In summary, we have demonstrated the generation of a unique nonheme mononuclear bis(hydroxo)manganese(IV) complex bearing the macrocyclic TBDAP ligand, [Mn^IV(TBDAP)(OH)₂]²⁺ (2) with full characterization using various spectroscopic methods and X-ray crystallography. 2 exhibits a prominent ability to oxidize naphthalene in the presence of acid to afford naphthoquinone in CF₃CH₂OH/acetone (v/v = 1:3) at −30 °C. Based on the kinetic and isotope labeling experiments, we suggest that 2 reacts with naphthalene to give a Mn^III-bis(hydroxo) species and naphthalene cation radical via the PCET reaction, and then produces a Mn^II-(hydroxo) species and 1-naphthol, which undergoes faster four electron oxidation.

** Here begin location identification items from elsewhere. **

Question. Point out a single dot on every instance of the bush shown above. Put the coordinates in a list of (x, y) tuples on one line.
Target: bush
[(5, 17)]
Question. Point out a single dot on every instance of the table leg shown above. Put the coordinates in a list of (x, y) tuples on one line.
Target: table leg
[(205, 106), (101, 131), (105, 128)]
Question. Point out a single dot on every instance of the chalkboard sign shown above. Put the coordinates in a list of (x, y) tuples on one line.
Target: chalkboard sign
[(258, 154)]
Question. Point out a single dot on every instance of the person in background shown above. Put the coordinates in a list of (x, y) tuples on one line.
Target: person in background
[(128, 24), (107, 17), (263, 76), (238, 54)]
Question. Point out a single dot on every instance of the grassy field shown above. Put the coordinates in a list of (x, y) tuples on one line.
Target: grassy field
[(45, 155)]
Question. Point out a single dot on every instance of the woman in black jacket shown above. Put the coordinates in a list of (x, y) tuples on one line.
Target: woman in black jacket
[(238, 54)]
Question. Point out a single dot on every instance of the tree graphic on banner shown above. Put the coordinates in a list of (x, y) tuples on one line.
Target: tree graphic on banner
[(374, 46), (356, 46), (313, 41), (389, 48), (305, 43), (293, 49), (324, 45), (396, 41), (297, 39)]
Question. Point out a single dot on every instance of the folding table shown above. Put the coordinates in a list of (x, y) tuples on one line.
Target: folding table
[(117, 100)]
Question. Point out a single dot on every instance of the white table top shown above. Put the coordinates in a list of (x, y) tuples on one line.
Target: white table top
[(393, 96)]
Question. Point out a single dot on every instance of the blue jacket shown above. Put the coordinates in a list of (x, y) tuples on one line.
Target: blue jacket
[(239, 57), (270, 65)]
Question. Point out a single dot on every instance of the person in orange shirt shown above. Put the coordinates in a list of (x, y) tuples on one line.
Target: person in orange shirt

Further detailed studies, including the density functional theory calculations as well as the electron transfer property of Mn^IV-bis(hydroxo) species in light of Marcus theory of outer-sphere electron transfer, to understand the intrinsic properties of arene hydroxylation by metal-hydroxo species in the presence of acid are under investigation.